生い立ちムービーってやつか。俺は二回結婚してるけど二回とも結婚式をあげてないからこういうのは作ったことがない。
流れたのはまずは一つ年上の桐生から。
昔から顔は整ってたのか。家族仲良く、友達も多く慕われていた。剣道も小学生前からやっていた……ほう。彼の生い立ちはいったん中学生で終わって、次は悠子。
……可愛い赤ちゃんの写真。おおう、丸々として……て、俺は立ち会ったんだからな。この時のことは今でも覚えてるぞ。
写真は悠子だけ映ってるが、俺の手も添えられてるのに誰か気づいてくれ……ないよな。
俺がいた期間の写真は無くて、美帆子が再婚した後の写真……美帆子め。写真なぜ残さない!!!
父親として湊音が写ってる。ちらっはと湊音を見るともう泣き崩れてるぞ、おい。
俺は、まだ泣けねぇよ。
「僕はまだかなぁ。」
美守、お前はだいぶ後だ。暗闇を利用して俺のケーキむしゃむしゃたべてる。
一応お前の姉ちゃん達のムービーだから見とけよ?
そして悠子も中学生を過ぎていったん終わり、次は高校生へ……
!!!!
俺の写真……顧問として桐生に指導している写真。ようやく俺登場か。
すると後ろからすすり泣く声……三葉……そんな彼女をなだめるのは倫典……。ちなみに倫典はまだムービーに出てきてない……。
剣道部の試合の時に悠子が見にきていた時の写真。ああ、これがきっかけで二人は出会ったのか。
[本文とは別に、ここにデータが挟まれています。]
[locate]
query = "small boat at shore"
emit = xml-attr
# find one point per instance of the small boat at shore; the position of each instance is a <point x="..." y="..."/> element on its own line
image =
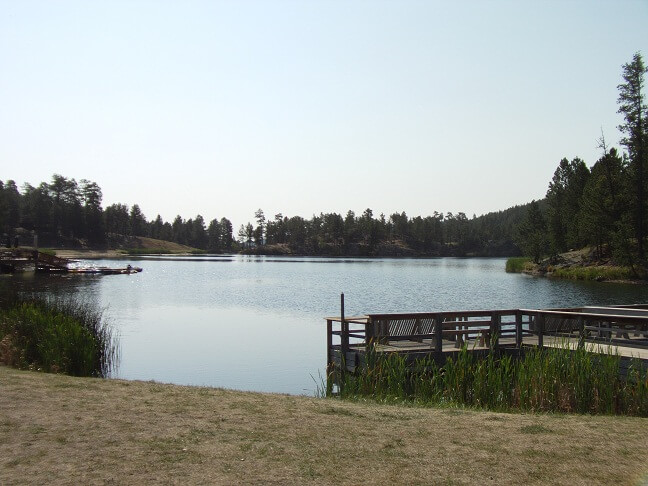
<point x="105" y="270"/>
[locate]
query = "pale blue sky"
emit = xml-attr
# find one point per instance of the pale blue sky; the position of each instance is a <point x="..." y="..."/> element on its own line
<point x="223" y="107"/>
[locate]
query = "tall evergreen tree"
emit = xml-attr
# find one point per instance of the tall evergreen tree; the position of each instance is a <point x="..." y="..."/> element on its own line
<point x="632" y="105"/>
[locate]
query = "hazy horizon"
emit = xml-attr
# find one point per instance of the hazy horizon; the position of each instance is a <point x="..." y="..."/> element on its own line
<point x="221" y="108"/>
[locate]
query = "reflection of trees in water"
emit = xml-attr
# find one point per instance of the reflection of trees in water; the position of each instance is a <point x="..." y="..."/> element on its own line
<point x="30" y="284"/>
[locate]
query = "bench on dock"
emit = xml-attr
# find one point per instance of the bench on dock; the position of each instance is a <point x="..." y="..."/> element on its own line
<point x="485" y="331"/>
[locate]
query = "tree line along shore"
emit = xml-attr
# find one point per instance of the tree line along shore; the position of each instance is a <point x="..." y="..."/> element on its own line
<point x="61" y="429"/>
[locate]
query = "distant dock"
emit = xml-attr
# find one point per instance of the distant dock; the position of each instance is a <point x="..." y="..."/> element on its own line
<point x="13" y="260"/>
<point x="443" y="334"/>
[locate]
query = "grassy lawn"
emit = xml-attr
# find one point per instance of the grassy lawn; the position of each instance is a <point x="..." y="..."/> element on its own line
<point x="57" y="429"/>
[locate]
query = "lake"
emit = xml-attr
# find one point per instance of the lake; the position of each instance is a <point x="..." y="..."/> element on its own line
<point x="256" y="323"/>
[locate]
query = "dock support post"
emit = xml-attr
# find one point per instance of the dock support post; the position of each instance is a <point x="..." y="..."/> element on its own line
<point x="581" y="332"/>
<point x="330" y="366"/>
<point x="496" y="330"/>
<point x="329" y="344"/>
<point x="438" y="337"/>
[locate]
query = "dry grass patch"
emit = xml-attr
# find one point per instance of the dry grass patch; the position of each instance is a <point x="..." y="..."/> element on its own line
<point x="61" y="430"/>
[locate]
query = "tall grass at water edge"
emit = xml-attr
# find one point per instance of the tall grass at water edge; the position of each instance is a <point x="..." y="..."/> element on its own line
<point x="598" y="273"/>
<point x="542" y="380"/>
<point x="60" y="335"/>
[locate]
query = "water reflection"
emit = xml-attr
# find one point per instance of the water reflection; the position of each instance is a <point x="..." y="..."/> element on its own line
<point x="255" y="323"/>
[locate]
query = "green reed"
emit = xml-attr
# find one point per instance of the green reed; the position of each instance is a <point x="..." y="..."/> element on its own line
<point x="541" y="380"/>
<point x="518" y="264"/>
<point x="56" y="335"/>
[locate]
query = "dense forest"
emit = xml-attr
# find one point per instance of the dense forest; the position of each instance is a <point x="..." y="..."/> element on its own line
<point x="603" y="206"/>
<point x="65" y="212"/>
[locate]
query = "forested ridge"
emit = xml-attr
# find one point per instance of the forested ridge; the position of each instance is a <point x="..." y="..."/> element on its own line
<point x="603" y="206"/>
<point x="64" y="212"/>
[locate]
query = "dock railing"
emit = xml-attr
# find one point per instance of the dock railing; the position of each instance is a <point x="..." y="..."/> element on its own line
<point x="485" y="329"/>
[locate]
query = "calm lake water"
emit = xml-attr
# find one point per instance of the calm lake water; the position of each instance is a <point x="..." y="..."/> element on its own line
<point x="256" y="323"/>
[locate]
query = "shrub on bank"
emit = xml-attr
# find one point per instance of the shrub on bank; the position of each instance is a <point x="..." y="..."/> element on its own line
<point x="59" y="336"/>
<point x="594" y="273"/>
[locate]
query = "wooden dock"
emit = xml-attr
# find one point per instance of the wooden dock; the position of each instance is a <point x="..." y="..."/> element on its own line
<point x="30" y="259"/>
<point x="620" y="329"/>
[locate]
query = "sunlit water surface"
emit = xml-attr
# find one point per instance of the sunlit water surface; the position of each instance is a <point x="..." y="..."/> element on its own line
<point x="256" y="323"/>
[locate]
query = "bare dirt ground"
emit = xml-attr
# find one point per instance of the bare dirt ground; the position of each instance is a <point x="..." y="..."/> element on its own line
<point x="61" y="430"/>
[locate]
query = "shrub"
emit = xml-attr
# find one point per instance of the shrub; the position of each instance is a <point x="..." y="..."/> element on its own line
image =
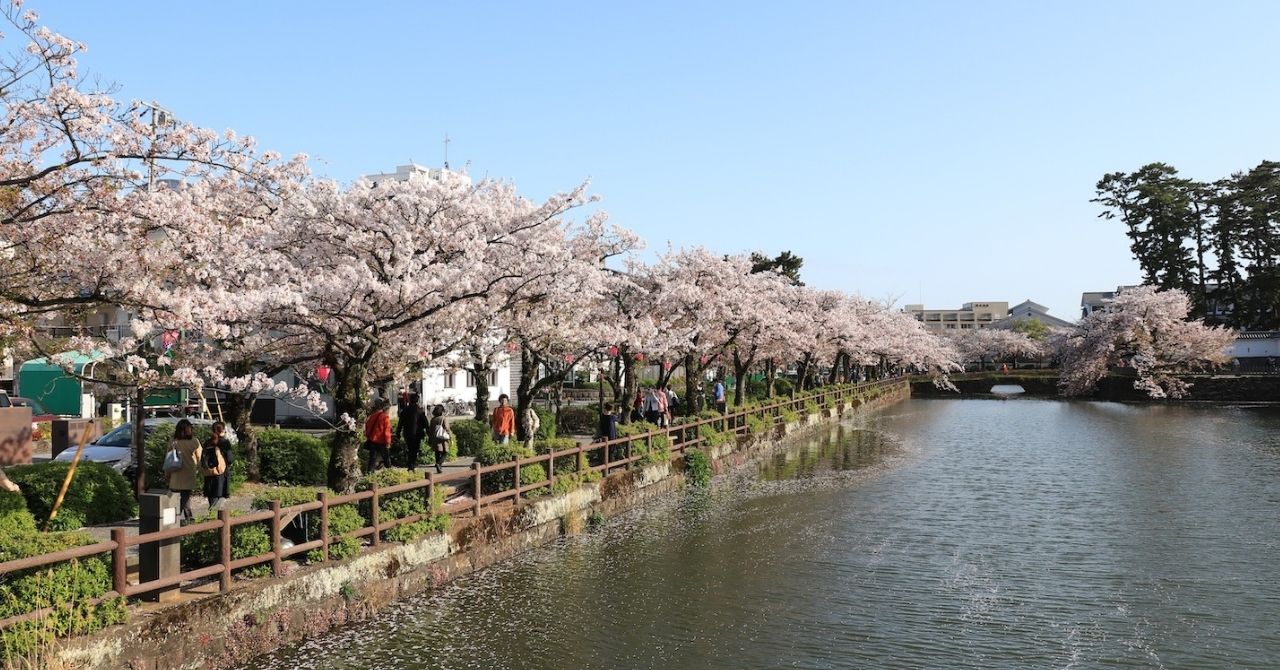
<point x="292" y="457"/>
<point x="405" y="504"/>
<point x="638" y="447"/>
<point x="581" y="420"/>
<point x="342" y="519"/>
<point x="247" y="539"/>
<point x="698" y="468"/>
<point x="711" y="436"/>
<point x="67" y="588"/>
<point x="493" y="455"/>
<point x="658" y="452"/>
<point x="97" y="495"/>
<point x="547" y="424"/>
<point x="471" y="436"/>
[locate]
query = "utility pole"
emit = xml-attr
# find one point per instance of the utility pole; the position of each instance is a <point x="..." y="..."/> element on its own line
<point x="160" y="117"/>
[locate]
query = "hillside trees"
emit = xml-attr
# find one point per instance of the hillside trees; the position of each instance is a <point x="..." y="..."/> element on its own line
<point x="1144" y="329"/>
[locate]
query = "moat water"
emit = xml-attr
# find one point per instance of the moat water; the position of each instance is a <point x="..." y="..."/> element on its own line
<point x="936" y="533"/>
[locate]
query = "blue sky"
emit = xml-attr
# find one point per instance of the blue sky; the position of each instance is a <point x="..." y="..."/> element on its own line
<point x="919" y="151"/>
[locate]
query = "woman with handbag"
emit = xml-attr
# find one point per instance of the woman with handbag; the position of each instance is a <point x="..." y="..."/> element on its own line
<point x="438" y="436"/>
<point x="215" y="464"/>
<point x="181" y="464"/>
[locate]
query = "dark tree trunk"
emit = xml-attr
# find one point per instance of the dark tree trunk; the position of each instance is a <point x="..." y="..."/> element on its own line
<point x="480" y="370"/>
<point x="740" y="372"/>
<point x="525" y="391"/>
<point x="630" y="383"/>
<point x="350" y="399"/>
<point x="691" y="375"/>
<point x="238" y="409"/>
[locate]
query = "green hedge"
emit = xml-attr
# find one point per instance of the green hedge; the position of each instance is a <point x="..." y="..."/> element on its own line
<point x="67" y="587"/>
<point x="545" y="425"/>
<point x="292" y="457"/>
<point x="471" y="436"/>
<point x="97" y="495"/>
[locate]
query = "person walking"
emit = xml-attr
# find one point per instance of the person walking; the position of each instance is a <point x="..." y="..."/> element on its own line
<point x="378" y="437"/>
<point x="503" y="420"/>
<point x="533" y="422"/>
<point x="652" y="410"/>
<point x="182" y="477"/>
<point x="663" y="406"/>
<point x="438" y="437"/>
<point x="215" y="464"/>
<point x="608" y="428"/>
<point x="412" y="428"/>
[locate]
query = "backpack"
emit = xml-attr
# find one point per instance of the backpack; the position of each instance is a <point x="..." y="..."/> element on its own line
<point x="172" y="460"/>
<point x="211" y="461"/>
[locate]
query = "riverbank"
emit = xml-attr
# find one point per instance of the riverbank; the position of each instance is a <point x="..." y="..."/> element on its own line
<point x="259" y="615"/>
<point x="1116" y="387"/>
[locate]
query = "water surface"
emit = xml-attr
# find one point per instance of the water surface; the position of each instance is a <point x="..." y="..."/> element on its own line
<point x="937" y="533"/>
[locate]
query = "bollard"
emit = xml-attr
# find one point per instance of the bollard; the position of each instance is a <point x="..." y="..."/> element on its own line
<point x="158" y="560"/>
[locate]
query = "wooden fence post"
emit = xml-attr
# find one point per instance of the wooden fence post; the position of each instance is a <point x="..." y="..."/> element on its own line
<point x="277" y="566"/>
<point x="119" y="563"/>
<point x="516" y="478"/>
<point x="475" y="479"/>
<point x="373" y="516"/>
<point x="323" y="496"/>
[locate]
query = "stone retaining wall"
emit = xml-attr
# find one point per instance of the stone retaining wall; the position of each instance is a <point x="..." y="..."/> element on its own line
<point x="260" y="615"/>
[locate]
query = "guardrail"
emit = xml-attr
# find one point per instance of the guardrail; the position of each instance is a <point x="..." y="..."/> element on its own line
<point x="604" y="457"/>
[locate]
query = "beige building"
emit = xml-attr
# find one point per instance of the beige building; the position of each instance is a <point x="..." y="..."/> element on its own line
<point x="969" y="315"/>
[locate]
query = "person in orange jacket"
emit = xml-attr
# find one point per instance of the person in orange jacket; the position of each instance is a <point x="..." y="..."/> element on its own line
<point x="378" y="437"/>
<point x="503" y="420"/>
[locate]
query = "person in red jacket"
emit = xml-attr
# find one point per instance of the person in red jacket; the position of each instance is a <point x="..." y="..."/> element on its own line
<point x="503" y="420"/>
<point x="378" y="437"/>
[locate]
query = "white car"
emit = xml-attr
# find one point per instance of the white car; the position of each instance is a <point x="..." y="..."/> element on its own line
<point x="115" y="449"/>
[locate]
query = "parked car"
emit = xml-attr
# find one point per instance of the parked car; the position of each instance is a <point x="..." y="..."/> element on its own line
<point x="115" y="449"/>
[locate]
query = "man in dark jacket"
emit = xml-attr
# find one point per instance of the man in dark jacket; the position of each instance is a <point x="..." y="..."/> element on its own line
<point x="412" y="429"/>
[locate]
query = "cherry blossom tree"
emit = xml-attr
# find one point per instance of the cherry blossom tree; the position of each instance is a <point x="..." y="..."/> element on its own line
<point x="380" y="277"/>
<point x="1147" y="331"/>
<point x="982" y="343"/>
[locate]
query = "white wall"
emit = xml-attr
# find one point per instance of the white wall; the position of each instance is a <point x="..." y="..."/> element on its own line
<point x="439" y="384"/>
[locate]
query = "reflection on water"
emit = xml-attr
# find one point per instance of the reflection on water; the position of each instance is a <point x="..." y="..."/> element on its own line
<point x="937" y="533"/>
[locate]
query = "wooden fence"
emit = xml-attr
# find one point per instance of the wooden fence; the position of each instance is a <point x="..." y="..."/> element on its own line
<point x="602" y="457"/>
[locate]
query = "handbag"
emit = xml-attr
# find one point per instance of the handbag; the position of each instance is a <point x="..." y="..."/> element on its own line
<point x="440" y="433"/>
<point x="172" y="460"/>
<point x="213" y="463"/>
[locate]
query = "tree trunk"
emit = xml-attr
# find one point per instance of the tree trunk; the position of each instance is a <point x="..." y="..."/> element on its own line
<point x="630" y="383"/>
<point x="140" y="449"/>
<point x="348" y="397"/>
<point x="691" y="375"/>
<point x="525" y="391"/>
<point x="240" y="409"/>
<point x="740" y="370"/>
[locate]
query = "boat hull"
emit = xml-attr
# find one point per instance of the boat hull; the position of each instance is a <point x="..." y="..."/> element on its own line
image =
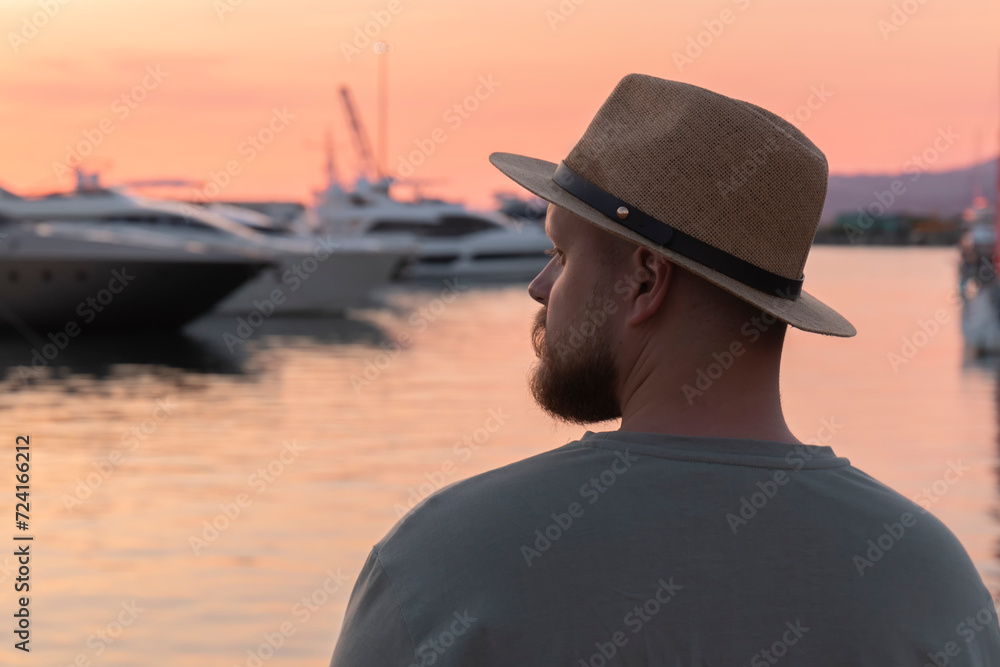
<point x="298" y="284"/>
<point x="45" y="295"/>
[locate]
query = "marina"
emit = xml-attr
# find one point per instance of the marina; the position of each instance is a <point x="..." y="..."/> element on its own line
<point x="299" y="365"/>
<point x="147" y="440"/>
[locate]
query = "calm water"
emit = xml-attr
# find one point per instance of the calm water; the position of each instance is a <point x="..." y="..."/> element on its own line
<point x="317" y="432"/>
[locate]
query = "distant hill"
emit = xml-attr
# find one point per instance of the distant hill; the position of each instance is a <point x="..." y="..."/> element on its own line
<point x="942" y="193"/>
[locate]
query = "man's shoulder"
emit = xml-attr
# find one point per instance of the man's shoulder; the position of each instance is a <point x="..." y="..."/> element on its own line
<point x="487" y="498"/>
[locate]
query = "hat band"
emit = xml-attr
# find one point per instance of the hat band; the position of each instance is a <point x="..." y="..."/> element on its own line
<point x="669" y="237"/>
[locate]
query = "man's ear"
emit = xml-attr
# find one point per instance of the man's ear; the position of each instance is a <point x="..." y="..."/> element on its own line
<point x="652" y="277"/>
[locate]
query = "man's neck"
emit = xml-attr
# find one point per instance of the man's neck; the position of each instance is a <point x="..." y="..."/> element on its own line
<point x="675" y="398"/>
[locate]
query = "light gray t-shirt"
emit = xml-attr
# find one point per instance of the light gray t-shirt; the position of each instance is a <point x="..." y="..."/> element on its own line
<point x="627" y="548"/>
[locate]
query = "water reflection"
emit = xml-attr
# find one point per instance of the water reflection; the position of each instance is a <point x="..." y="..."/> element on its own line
<point x="201" y="348"/>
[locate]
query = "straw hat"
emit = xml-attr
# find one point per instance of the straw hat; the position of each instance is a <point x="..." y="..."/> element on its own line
<point x="720" y="187"/>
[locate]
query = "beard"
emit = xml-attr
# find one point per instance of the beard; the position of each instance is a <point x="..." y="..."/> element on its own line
<point x="576" y="379"/>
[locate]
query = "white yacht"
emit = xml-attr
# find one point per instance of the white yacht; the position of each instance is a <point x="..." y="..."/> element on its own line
<point x="454" y="241"/>
<point x="60" y="279"/>
<point x="311" y="274"/>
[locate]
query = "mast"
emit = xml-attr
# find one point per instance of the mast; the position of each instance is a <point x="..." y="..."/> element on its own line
<point x="382" y="49"/>
<point x="996" y="207"/>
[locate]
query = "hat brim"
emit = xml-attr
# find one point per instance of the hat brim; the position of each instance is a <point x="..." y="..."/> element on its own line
<point x="806" y="312"/>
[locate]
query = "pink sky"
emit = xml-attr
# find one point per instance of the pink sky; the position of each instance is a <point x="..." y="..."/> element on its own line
<point x="228" y="69"/>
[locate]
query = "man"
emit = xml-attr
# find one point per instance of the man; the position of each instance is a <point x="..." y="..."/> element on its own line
<point x="702" y="532"/>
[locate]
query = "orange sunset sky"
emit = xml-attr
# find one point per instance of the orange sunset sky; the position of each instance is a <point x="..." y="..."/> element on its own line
<point x="893" y="74"/>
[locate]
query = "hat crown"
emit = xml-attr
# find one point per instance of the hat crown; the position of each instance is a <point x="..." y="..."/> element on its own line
<point x="724" y="171"/>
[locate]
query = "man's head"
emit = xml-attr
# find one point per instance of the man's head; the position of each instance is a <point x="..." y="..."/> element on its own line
<point x="613" y="311"/>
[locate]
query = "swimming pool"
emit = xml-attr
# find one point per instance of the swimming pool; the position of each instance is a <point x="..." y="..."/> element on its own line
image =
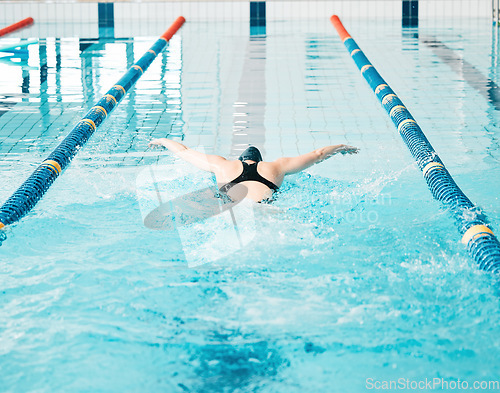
<point x="354" y="273"/>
だがまだ二人は出会っただけ、また数枚違う写真が流れる。それぞれの親だったり、友達だったり感謝の言葉が添えられる。
「あ、僕が映った!」
美守はうれしそうだった。美帆子の方見ても彼女も泣いていた。……お前がお腹痛めて産んだ娘だもんな。
途中、悠子を置いて男のところに逃げたのにもかかわらず、悠子はお前のことを母親として慕って連絡を途絶えないようにしていたそうだ。
普通ならありえないよな。よかったな、美帆子。ハンカチを渡してやりたい。
すると美守が自分のハンカチを取り出してそっと美帆子に渡した。
「ありがとうね、美守」
……気がきくなぁ、お前も。
「おじさんがそう言ったじゃん」
あ、そうか。
そして二人は二年前、交際スタート……。色んなところに出かけた写真、二人で仲良く寄り添ってる写真。
悠子の笑顔……。
再び振り返ると、悠子の元彼の倫典は少し寂しそうにみえたが三葉の肩を抱き、温かく映像を見ていた。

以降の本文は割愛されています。